Stripping data from a website

Russinating · 2 Jul 2014 at 16:43

There's a directory website with publicly accessible information that we just need in an excel sheet at our end.

An external site lists these with consecutive IDs which then link to the entry's individual page, of which the ID seems to have no obvious order to it. Each individual page doesn't have a huge amount of information on, and each piece of info is labelled via a div or li. For example the address is listed in li's with the end of the id="Town", "Country", "Postcode" etc.

I'm only really familiar with PHP but the script would effectively need to:

- Start at www.directory.com/0001 and go to 3000
- For each, find the link that starts "www.directory2.com" (only one link per page) and go there
- Dump the contents of id="Town" etc into a database

Is this possible? I know PHP may not be clean or neat but for a one-off thing I'm not fussed about that. Hell it doesn't even need to dump it to a database, just echo it with commas for saving as a comma-delimited CSV.

Russinating · 2 Jul 2014 at 17:03

Made a quick start whilst I had 10 minutes before 5pm. Is this on the right tracks? Not used preg_match much before.

PHP:

<?
$number = 6171;

$content = file_get_contents('http://www.xxx.net/$number/');

preg_match('#href="http://www.xxx2.co.uk/dir_(.*).htm#', $content, $match);
$id = $match[1];

$newcontent = file_get_contents('http://www.xxx2.co.uk/dir_$id.htm');

preg_match('#Name">(.*)</h1>#', $newcontent, $match);
$name = $match[1];

preg_match('#LocationDetail">(.*)</h2>#', $newcontent, $match);
$address = $match[1];

preg_match('#contactTelephone" class="infoDetail">(.*)</span>#', $newcontent, $match);
$telephone = $match[1];

preg_match('#contactEmail" class="infoDetail">(.*)</a>#', $newcontent, $match);
$email = $match[1];

etc.

And fyi there's 1500 records so not a massive amount.
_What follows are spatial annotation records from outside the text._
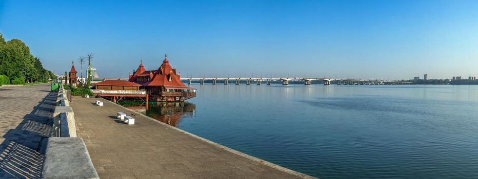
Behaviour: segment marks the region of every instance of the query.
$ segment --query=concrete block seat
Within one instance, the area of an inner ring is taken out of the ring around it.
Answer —
[[[126,116],[125,117],[125,123],[129,125],[134,124],[134,118],[131,116]]]
[[[118,116],[118,119],[124,120],[125,120],[125,118],[126,117],[126,114],[123,112],[118,112],[117,113],[117,116]]]

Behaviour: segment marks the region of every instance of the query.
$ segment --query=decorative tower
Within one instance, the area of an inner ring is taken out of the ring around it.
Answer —
[[[71,70],[70,70],[70,77],[68,78],[68,81],[70,82],[70,85],[76,86],[76,70],[75,70],[75,65],[73,64],[73,61],[71,61]]]

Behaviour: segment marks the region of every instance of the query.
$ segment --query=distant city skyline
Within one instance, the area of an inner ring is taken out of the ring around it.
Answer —
[[[475,1],[2,1],[0,33],[57,74],[92,53],[99,76],[127,77],[168,53],[183,76],[450,79],[478,76],[476,9]]]

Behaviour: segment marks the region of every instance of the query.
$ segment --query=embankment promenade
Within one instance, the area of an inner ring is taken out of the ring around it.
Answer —
[[[255,158],[100,99],[74,98],[78,136],[100,178],[313,178]],[[134,116],[130,125],[118,111]]]
[[[56,100],[49,84],[0,89],[0,178],[40,178]]]
[[[49,83],[0,89],[0,177],[314,178],[105,99],[68,102],[60,91]],[[135,124],[117,119],[118,111]]]

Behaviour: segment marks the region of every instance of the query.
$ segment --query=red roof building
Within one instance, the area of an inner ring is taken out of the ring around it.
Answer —
[[[94,83],[95,90],[140,90],[141,84],[124,80],[106,80]]]
[[[181,82],[181,74],[171,67],[165,55],[163,64],[156,70],[147,71],[143,60],[138,69],[130,75],[129,81],[140,84],[153,99],[158,101],[182,101],[196,96],[196,89]]]
[[[70,72],[69,73],[68,81],[70,82],[70,85],[72,86],[76,86],[76,73],[78,73],[76,72],[76,70],[75,70],[75,65],[73,64],[73,61],[71,61],[71,69],[70,70]]]

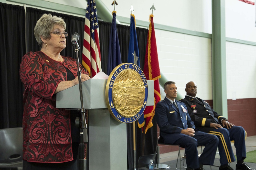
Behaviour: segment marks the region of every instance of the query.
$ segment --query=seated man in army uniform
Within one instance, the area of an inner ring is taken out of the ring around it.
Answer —
[[[219,140],[215,135],[195,130],[186,105],[175,99],[177,87],[173,82],[164,85],[166,97],[157,103],[155,116],[161,135],[166,143],[178,144],[185,148],[187,170],[202,169],[203,165],[212,165]],[[199,158],[197,146],[205,146]]]
[[[238,160],[236,170],[255,170],[249,167],[243,161],[246,157],[246,134],[243,128],[229,122],[227,119],[215,111],[208,103],[196,97],[197,86],[194,82],[189,82],[186,85],[185,90],[187,95],[180,101],[186,104],[196,128],[219,138],[220,170],[233,169],[228,163],[236,160],[230,143],[230,141],[233,140]]]

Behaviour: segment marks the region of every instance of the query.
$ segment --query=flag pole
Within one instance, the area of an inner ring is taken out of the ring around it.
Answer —
[[[136,161],[137,158],[136,156],[136,138],[135,132],[135,121],[133,123],[133,168],[135,170],[136,168]]]
[[[133,9],[133,7],[132,6],[132,6],[130,8],[130,11],[131,11],[131,15],[133,14],[134,9]],[[134,170],[135,170],[136,168],[137,158],[136,155],[136,133],[135,132],[135,121],[133,123],[133,168]]]

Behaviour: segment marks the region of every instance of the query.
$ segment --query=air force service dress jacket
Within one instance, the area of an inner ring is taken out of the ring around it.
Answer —
[[[173,144],[180,138],[188,136],[181,133],[183,129],[195,128],[186,105],[182,102],[175,101],[178,108],[165,97],[164,100],[157,103],[156,108],[155,115],[157,122],[166,143]],[[204,134],[200,131],[197,133],[197,135]]]

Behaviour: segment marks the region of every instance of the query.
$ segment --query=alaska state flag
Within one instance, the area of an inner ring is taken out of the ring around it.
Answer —
[[[137,40],[135,26],[135,17],[133,14],[131,15],[130,42],[128,51],[128,62],[133,63],[139,67],[140,67],[140,66],[139,48],[138,46],[138,41]]]
[[[140,56],[139,47],[138,46],[137,35],[135,25],[135,17],[131,15],[131,24],[130,25],[130,42],[128,51],[128,62],[133,63],[139,67],[140,65]],[[144,124],[144,115],[142,115],[138,120],[138,126],[140,128],[143,127]]]
[[[116,67],[122,63],[118,36],[116,31],[116,13],[115,11],[112,12],[113,19],[109,39],[107,72],[107,74],[109,75]]]

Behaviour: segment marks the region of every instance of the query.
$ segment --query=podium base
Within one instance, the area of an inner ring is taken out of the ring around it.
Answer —
[[[166,164],[156,164],[155,167],[154,168],[154,169],[166,169],[170,168],[170,166]]]

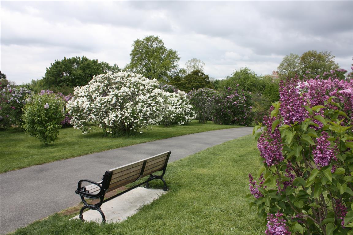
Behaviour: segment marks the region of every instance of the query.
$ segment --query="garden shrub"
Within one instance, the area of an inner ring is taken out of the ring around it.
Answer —
[[[247,125],[251,124],[251,94],[239,87],[229,87],[214,97],[213,121],[219,124]]]
[[[214,97],[216,92],[209,88],[192,89],[187,94],[196,113],[199,122],[205,123],[212,120],[215,109]]]
[[[50,90],[42,90],[41,92],[38,93],[38,94],[41,95],[42,95],[45,94],[55,94],[54,92]],[[67,95],[65,95],[63,94],[62,93],[60,92],[58,92],[56,93],[56,94],[57,96],[61,98],[64,101],[65,104],[67,103],[70,99],[72,98],[72,95],[71,94],[69,94]],[[71,117],[67,112],[67,110],[66,110],[65,112],[65,117],[64,119],[62,120],[60,124],[61,124],[63,126],[72,126],[72,125],[71,124]]]
[[[164,92],[164,97],[162,118],[158,124],[166,126],[183,125],[195,118],[192,106],[185,92],[179,91],[178,94]]]
[[[23,124],[22,109],[31,92],[23,87],[11,88],[8,85],[1,87],[0,84],[0,128],[20,126]]]
[[[164,82],[160,82],[158,85],[158,88],[169,93],[178,94],[178,89],[173,86]]]
[[[54,94],[33,96],[25,106],[24,129],[46,144],[54,141],[64,117],[64,105],[61,98]]]
[[[353,234],[353,81],[330,74],[282,82],[254,128],[263,166],[247,198],[268,235]]]
[[[113,136],[129,135],[160,120],[163,93],[156,80],[109,73],[75,88],[66,105],[74,127],[84,133],[100,127]]]

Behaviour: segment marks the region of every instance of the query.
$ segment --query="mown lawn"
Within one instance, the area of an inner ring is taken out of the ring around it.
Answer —
[[[255,208],[249,209],[244,198],[249,192],[248,174],[256,174],[259,156],[252,136],[229,141],[168,164],[165,178],[169,191],[123,222],[101,225],[69,221],[78,212],[66,212],[14,234],[263,234]],[[161,187],[160,181],[151,185]]]
[[[48,146],[15,129],[2,130],[0,173],[157,140],[237,127],[212,122],[201,124],[194,120],[184,126],[153,126],[142,130],[142,133],[119,138],[103,137],[102,131],[83,135],[79,130],[67,128],[61,129],[59,138]]]

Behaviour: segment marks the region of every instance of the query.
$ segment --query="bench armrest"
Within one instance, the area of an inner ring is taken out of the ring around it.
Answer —
[[[99,187],[100,188],[101,188],[102,186],[101,185],[103,182],[103,180],[99,182],[96,182],[88,179],[81,180],[78,181],[78,183],[77,184],[77,189],[76,190],[76,191],[75,191],[75,192],[77,194],[83,194],[84,195],[89,193],[89,192],[87,190],[86,190],[85,187],[82,186],[82,183],[84,182],[88,182],[89,183],[91,183],[91,184],[95,184]]]

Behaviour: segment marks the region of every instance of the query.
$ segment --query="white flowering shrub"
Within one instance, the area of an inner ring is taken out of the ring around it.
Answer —
[[[75,88],[66,104],[74,127],[88,132],[99,126],[113,136],[130,135],[160,121],[164,92],[155,80],[111,73]]]
[[[160,125],[187,124],[196,118],[192,106],[186,93],[179,91],[178,94],[164,92],[164,110]]]

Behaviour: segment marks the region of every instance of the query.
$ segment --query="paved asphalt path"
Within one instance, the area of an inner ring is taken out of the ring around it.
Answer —
[[[212,131],[139,144],[0,174],[0,234],[77,205],[78,181],[99,181],[107,170],[167,150],[169,162],[252,133],[252,128]]]

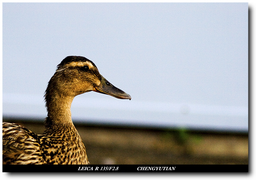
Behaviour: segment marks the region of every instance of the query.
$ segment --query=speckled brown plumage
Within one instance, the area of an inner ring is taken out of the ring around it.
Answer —
[[[72,122],[70,108],[75,96],[91,91],[131,99],[102,76],[89,60],[80,56],[63,60],[45,92],[48,116],[43,134],[16,124],[3,123],[3,164],[89,164],[85,148]]]

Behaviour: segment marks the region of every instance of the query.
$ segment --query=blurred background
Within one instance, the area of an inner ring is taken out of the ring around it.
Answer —
[[[248,3],[3,8],[3,121],[42,133],[48,81],[81,55],[132,97],[74,99],[91,164],[248,164]]]

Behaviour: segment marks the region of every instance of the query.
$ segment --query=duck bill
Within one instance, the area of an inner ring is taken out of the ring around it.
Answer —
[[[94,91],[102,94],[110,95],[118,99],[131,99],[132,97],[128,94],[115,87],[101,76],[101,81],[99,86],[94,87]]]

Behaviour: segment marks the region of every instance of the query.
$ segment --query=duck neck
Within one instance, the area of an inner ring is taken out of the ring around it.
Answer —
[[[52,92],[45,95],[48,116],[46,120],[46,131],[56,131],[74,126],[71,117],[71,104],[74,97]]]

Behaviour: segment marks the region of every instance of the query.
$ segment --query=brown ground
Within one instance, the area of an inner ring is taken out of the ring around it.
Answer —
[[[43,124],[16,122],[41,134]],[[248,134],[75,125],[91,164],[248,164]]]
GravyMonster · 2 Jul 2014 at 17:21

I don't know about the specifics of PHP, but I have done this before in C# using XPath. The main thing to be careful is flooding the remote server with requests, especially if it belongs to a third party. You're probably best doing this in batches of ~100 requests a time spread over a couple of minutes, depending on how hot they are on DDOS.

Russinating · 2 Jul 2014 at 18:22

Good call. I guess I could just delay each request by 60 seconds and leave it going overnight. No rush so better safe.

Both sites seem pretty slow as well.

AHarvey · 6 Jul 2014 at 00:50

extremely easy to knock this up in Python, web scrapers are simple enough to do.

Writing to excel can be pain but a notepad file would be simple enough, or a csv file (with varied results). recently had to do this with a football website with some 25k entries and it was actually fun working it out.

Did you manage to get it done?

Russinating · 6 Jul 2014 at 18:29

Yeah managed it, running the final bit of it now as it happens

. Basics were pretty simple but then had a bit of time checking both page's headers for a 404 and then looping the file_get_contents until it succeeds (the second site in particular is terribly slow so just kept failing without it).

Got it to just echo the results with commas (after replacing commas in the source with //); a quick copy and paste into Notepad++, save as a .csv, replace // with , and job's a goodun!

Like you say, quite fun working it out, especially knowing that maybe 1/2 hours of coding has saved days of human time.

Russinating · 6 Jul 2014 at 20:32

One last bit. I've got the IDs of 70 pages that failed. I don't usually do much with arrays, so how would one list them all in an array and then just run through the array until they're all done?

Nevermind, on it, foreach etc.

ilcp · 7 Jul 2014 at 03:55

also instead of preg_matching use XML->path as has mentioned before..

and just a tip for testing save one of the documents locally and test on that as not to hit the 3rd party slow site.